As part of their “New Tech Cities” series, OSTraining interviewed our co-founder, Dr. Leslie Jensen-Inman.
We’re a really tight team at Center Centre. We know a lot about each other, and yet we learned some new things about Leslie, Center Centre, and Chattanooga when we read Leslie’s interview.
Some things we learned
Leslie’s had a lot of different jobs—from pushing manure to pushing pixels. She and her husband bought their house off the internet (wait, what?). Leslie loves that Chattanooga has a clean downtown. After a day of walking around a city, Leslie determines how clean the city is by looking at her fingernails (we’re filing that under, “Strange but true”).
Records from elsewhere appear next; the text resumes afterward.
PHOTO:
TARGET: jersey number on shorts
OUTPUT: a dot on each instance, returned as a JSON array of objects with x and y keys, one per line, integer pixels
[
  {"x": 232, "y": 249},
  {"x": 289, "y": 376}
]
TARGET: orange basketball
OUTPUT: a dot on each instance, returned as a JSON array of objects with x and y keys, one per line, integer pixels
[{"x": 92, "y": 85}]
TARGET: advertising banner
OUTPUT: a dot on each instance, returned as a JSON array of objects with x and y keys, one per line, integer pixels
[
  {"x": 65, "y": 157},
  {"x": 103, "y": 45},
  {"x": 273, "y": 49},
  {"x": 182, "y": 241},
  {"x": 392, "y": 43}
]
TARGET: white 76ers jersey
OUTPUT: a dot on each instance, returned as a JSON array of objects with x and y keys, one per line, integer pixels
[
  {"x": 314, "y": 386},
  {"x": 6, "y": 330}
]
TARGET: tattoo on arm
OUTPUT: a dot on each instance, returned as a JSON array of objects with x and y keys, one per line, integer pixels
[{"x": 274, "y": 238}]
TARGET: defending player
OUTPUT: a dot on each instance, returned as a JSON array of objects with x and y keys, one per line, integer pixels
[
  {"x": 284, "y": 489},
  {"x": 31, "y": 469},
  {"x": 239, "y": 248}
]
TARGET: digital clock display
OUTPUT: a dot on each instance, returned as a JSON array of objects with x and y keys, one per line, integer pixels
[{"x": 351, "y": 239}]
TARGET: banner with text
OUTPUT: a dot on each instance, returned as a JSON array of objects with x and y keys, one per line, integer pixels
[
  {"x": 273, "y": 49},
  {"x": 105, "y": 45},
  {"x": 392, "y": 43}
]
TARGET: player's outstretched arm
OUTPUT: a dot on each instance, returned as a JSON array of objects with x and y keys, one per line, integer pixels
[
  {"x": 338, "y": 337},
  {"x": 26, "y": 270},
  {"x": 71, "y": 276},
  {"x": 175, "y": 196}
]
Below is part of of Leslie’s response to the question, “Have you had a dozen different career paths, jobs, and educational goals … or just one?”
Designing and learning are at the core of who I am and influence what I do.
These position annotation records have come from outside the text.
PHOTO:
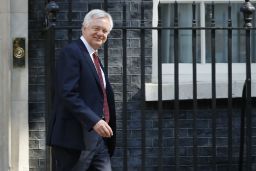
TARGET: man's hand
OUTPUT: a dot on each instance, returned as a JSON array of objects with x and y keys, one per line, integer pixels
[{"x": 103, "y": 129}]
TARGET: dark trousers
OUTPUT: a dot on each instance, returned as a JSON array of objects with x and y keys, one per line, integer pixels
[{"x": 98, "y": 159}]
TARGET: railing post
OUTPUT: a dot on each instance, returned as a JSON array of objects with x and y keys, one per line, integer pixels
[
  {"x": 50, "y": 23},
  {"x": 248, "y": 10}
]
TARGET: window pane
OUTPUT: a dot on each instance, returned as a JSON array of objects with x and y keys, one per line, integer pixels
[
  {"x": 185, "y": 36},
  {"x": 238, "y": 36}
]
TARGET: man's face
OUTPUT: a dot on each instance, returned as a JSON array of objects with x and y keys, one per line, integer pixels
[{"x": 96, "y": 32}]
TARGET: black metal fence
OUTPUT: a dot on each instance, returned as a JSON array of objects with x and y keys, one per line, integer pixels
[{"x": 245, "y": 161}]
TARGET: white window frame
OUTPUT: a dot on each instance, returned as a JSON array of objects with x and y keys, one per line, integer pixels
[{"x": 203, "y": 69}]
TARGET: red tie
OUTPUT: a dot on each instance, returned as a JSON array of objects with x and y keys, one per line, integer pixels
[{"x": 105, "y": 103}]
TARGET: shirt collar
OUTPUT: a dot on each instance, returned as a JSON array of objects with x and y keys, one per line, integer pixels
[{"x": 89, "y": 48}]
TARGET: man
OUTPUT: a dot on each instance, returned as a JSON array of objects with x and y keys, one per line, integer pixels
[{"x": 82, "y": 131}]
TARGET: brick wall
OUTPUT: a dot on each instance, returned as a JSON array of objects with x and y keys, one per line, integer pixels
[{"x": 204, "y": 132}]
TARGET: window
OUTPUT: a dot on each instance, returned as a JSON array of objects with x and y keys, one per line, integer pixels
[{"x": 203, "y": 49}]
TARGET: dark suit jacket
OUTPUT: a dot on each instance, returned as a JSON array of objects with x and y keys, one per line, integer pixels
[{"x": 78, "y": 101}]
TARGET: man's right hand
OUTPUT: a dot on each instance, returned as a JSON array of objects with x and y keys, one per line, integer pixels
[{"x": 103, "y": 129}]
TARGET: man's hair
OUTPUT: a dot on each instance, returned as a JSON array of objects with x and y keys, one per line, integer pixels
[{"x": 97, "y": 13}]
When I was about five years old, I was learning how to write my ABCs. I mean really write them. On proper thick ruled paper. I was focused on getting my letterforms just right. To achieve this goal, I would write and erase the letters over and over again. So much so that I would wear through the paper and have to start all over again.
When I was five, my mother didn’t scold me for erasing through the paper. She didn’t say, Leslie, you have to stop…this is crazy. Instead, she bought me more paper. She recently told me, I didn’t know it then, but you were kerning—you were letter spacing. (I have a pretty awesome mom.)
When I was a kid, my very first job was mucking out horse stalls. It wasn’t a sexy job, but I learned an important lesson early on—there is a right way and a wrong way to muck out a stall. I was fortunate to learn from someone who had experience mucking out horse stalls. I learned their process, and I didn’t get kicked by a horse. Early on, I learned how important it is to work with and learn from people who know more than I do.
At some point, I realized that I’d rather push pixels than manure. There were a lot of steps between mucking out stalls to becoming a designer.